Was bullied a lot when I was in school: Priyanka

She remembers being bullied as a “brownie” in her teenage years in the US. But now, Priyanka Chopra, who has landed a key role in American thriller show Quantico, hopes her new endeavour opens more doors for Indian actors to be taken seriously in the west.


“The fact that Quantico happened was a big win. I just hope it is successful because I really think that it would make a dent in Indian actors being taken seriously,” says Priyanka. Commenting on her debut in the US TV series, the 32-year-old says that she agreed to work in the show only on a condition.

“The fact that she is an Indian should have nothing to do with the story. ‘I am an actor, so cast me as an actor’ (was my point)… They indeed found me a part where I play a half-Indian, half-Caucasian FBI agent. I play an American girl, I have an American accent, and it’s nothing related to the stereotyped image of Indians. We are beyond the exorcism, spirituality and yoga … it’s there, which is great, but that’s not it,” says the actor.

Some of her past memories of the US, when she went to study there, are sour. “I was bullied a lot when I was in school in America. A lot of racism happened with me… which is why I came back. I was in high school, only 16 years old. I was called ‘Brownie’ and they said ‘Brownie, go back on the boat you came from’ and things like that,” she says, adding, “So, when the opportunity of working in the west started coming in, starting with my music, I really wanted to try and bring relevance to Indian talent,” she adds. The actor says it is important for her that Indian talent be recognised.
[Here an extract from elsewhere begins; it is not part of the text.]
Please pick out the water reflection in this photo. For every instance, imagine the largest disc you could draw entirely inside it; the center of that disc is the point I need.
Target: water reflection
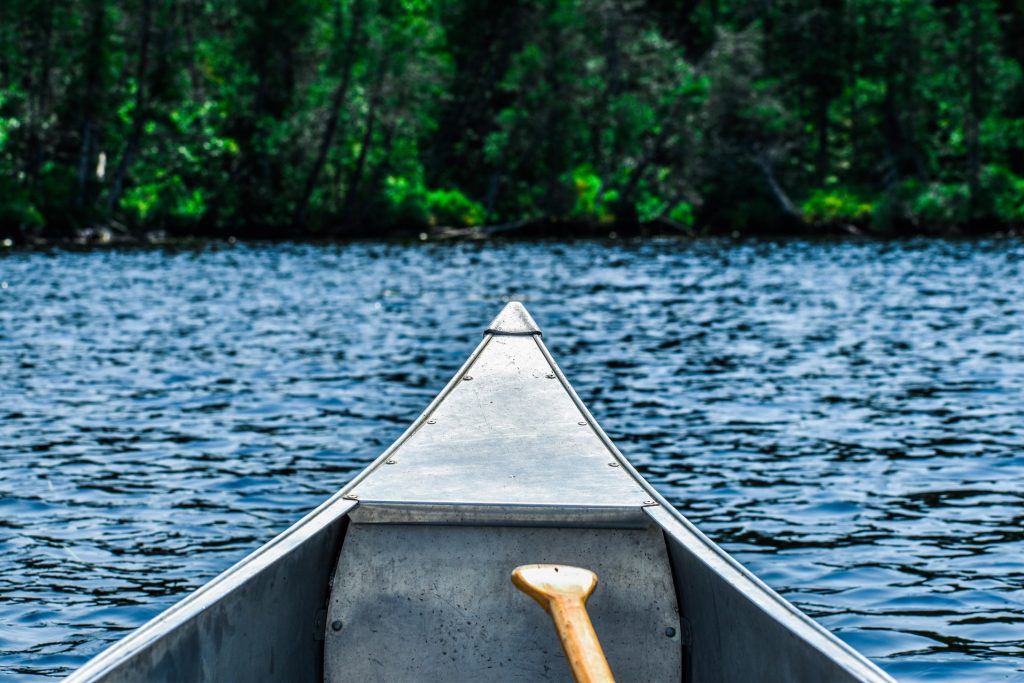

“Our accent is made fun of, and we all do not speak like that! We all do not smell of curries, we all are not just nerds who are ugly looking, sitting behind computers… Why do we have Indians stereotyped? We are very proud of our big families, but that doesn’t mean that you will see 15 people coming out of one car. My point is that in global pop culture we are represented like that. I wanted to break that stereotype.